Exercise 6. The Feynman--Kac theorem assumes certain regularity conditions on the coefficients of the SDE. Discuss what can go wrong when the volatility function $\sigma(t, r)$ is discontinuous or when the drift $\mu^{\mathbb{Q}}(t, r)$ grows too fast as $r \to \infty$. Give an example of a short-rate model where the Feynman--Kac theorem applies and one where additional care is needed.

Solution to Exercise 6

The Feynman--Kac theorem requires the following regularity conditions on the SDE $dr_t = \mu^{\mathbb{Q}}(t,r_t)\,dt + \sigma(t,r_t)\,dW_t$:

Lipschitz continuity of $\mu^{\mathbb{Q}}$ and $\sigma$ in $r$: ensures existence and uniqueness of the SDE solution.
Linear growth condition: $|\mu^{\mathbb{Q}}(t,r)| + |\sigma(t,r)| \leq C(1 + |r|)$ for some constant $C$, ensuring the solution does not explode in finite time.
Polynomial growth of the terminal condition: the payoff function (here $g(r) = 1$) grows at most polynomially.
The solution $u(t,r)$ to the PDE must satisfy a growth condition (at most polynomial in $r$).

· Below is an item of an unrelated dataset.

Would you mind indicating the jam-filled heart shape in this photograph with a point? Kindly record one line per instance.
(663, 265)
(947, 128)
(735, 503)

When $\sigma(t,r)$ is discontinuous:

The SDE may fail to have a unique strong solution. Weak existence may still hold (by Stroock--Varadhan theory) under milder conditions, but uniqueness becomes delicate.
The PDE becomes degenerate or has discontinuous coefficients, and classical solutions may not exist. One must work with viscosity solutions.
The Feynman--Kac link may still hold in a generalized sense (via viscosity solution theory), but the standard theorem does not directly apply.

When $\mu^{\mathbb{Q}}(t,r)$ grows too fast:

If the drift grows super-linearly (e.g., $\mu \sim r^2$), the SDE solution may explode in finite time (reach infinity). In this case, the Feynman--Kac representation breaks down because the process is not well-defined on $[t,T]$.
Even if the process does not explode, fast-growing drift can cause the expectation $\mathbb{E}[e^{-\int_t^T r_s\,ds}]$ to be non-finite or the PDE solution to fail the growth condition.

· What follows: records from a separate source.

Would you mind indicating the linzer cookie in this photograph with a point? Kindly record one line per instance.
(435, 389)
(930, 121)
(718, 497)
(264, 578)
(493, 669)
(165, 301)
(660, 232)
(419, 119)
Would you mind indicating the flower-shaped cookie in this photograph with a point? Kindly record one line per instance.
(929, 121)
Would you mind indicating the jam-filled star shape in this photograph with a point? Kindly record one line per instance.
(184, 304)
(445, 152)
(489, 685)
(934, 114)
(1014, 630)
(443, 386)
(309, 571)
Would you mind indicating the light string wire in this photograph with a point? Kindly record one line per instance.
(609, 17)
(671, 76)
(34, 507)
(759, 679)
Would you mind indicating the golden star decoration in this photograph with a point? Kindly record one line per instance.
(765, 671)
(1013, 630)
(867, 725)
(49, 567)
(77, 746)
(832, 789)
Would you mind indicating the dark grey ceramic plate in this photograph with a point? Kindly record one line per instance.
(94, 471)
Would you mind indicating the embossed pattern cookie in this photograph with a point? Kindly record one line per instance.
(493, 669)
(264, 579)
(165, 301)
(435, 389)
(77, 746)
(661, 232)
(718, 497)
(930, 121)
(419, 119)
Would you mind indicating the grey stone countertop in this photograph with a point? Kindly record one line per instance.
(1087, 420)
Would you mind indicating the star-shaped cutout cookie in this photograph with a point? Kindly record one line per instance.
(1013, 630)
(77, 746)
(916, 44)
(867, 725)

Example where Feynman--Kac applies: The Vasicek model, $dr_t = \kappa(\theta - r_t)\,dt + \sigma\,dW_t$. Both drift and diffusion are Lipschitz and satisfy the linear growth condition. The solution is Gaussian with bounded moments. The theorem applies directly.

Example where additional care is needed: The CIR model, $dr_t = \kappa(\theta - r_t)\,dt + \sigma\sqrt{r_t}\,dW_t$. The diffusion $\sigma\sqrt{r}$ is not Lipschitz at $r = 0$ (its derivative blows up). The standard Feynman--Kac theorem does not directly apply. However, the SDE still has a unique strong solution (by the Yamada--Watanabe theorem for Holder-$1/2$ diffusions), and the Feynman--Kac link can be established by more careful analysis, using the fact that the boundary at $r = 0$ is either inaccessible (Feller condition) or reflecting.